Now that I have the file, can it be saved anywhere? Or can I just keep referring to it as ‘file2’ in my code and the computer will know where to refer to.

I think You Mr Fish have just won the Internet :smiley: I would never ever thought the OP wanted to remove only brackets, without the text between them :wink:

1 Like

Oh my god no it hasn’t worked I’m so sorry - you are right I did want to remove the text between them!!!

I’m so sorry - been working on this far too long

I almost split my cup of tea after I’ve read this :smiley: :wink:

Then I think the solution from @MRAB should do the thing :slight_smile:

I’m so sorry!
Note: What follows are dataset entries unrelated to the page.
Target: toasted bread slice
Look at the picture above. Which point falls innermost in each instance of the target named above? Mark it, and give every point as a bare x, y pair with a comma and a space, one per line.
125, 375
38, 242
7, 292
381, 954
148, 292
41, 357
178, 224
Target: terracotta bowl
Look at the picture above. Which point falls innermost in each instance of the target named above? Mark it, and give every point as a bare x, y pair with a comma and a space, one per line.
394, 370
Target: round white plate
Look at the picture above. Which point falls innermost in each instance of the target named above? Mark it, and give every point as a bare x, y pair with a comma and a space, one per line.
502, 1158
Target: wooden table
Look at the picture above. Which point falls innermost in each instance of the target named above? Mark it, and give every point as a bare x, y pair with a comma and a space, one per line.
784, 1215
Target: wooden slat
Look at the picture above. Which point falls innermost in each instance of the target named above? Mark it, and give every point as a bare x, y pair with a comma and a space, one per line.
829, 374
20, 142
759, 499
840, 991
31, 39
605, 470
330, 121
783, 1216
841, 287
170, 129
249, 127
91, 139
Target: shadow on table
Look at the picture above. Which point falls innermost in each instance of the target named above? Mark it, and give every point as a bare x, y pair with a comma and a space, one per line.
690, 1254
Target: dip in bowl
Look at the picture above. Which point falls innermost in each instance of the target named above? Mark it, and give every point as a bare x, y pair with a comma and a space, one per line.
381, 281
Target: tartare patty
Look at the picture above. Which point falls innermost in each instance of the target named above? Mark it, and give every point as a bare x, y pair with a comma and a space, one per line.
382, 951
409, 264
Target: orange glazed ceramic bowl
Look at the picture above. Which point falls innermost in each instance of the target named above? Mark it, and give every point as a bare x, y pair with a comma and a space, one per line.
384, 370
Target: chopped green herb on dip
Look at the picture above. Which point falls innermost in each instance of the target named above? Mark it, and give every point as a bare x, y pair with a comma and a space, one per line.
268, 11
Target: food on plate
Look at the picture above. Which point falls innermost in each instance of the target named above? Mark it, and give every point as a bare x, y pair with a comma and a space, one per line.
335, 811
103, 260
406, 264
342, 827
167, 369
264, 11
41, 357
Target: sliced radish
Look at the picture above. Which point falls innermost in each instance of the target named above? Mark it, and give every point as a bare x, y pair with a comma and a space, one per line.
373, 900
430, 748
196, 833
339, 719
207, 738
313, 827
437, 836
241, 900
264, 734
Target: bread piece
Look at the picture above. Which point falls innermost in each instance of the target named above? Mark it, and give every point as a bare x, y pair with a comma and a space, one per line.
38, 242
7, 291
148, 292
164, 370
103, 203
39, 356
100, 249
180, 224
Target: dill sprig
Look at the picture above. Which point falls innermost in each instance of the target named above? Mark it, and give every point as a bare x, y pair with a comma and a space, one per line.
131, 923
I’m a bit of a nightmare when it comes to these things.

I do not understand why this:

file = open('play (4).txt','r')
d = file.read() # Read whole file.
e = d.replace(r'[.*?]','') 
e = e.replace(r'{.*?}','')
e = e.replace(r'(.*?)','')
file.close()

New_file = 'play 2.txt' #I've written it to a new file. 
New = open(New_file, 'w')
Write_in = New.write(e)
New.close()
print(e)

hasn’t worked.
It hasn’t removed [ ], { } or ( ) with all the text inside of them.

This is so frustrating because I don’t understand why it won’t just do what I am asking.

The .replace method looks for literal text only.

d.replace(r'[.*?]','') will look for the actual character sequence [.*?], i.e. open bracket, dot, star, question mark, close bracket.

1 Like

oh, so can I replace the

.replace

with

re.sub

then with the same code? e.g:

e = re.sub(r'[.*?]','')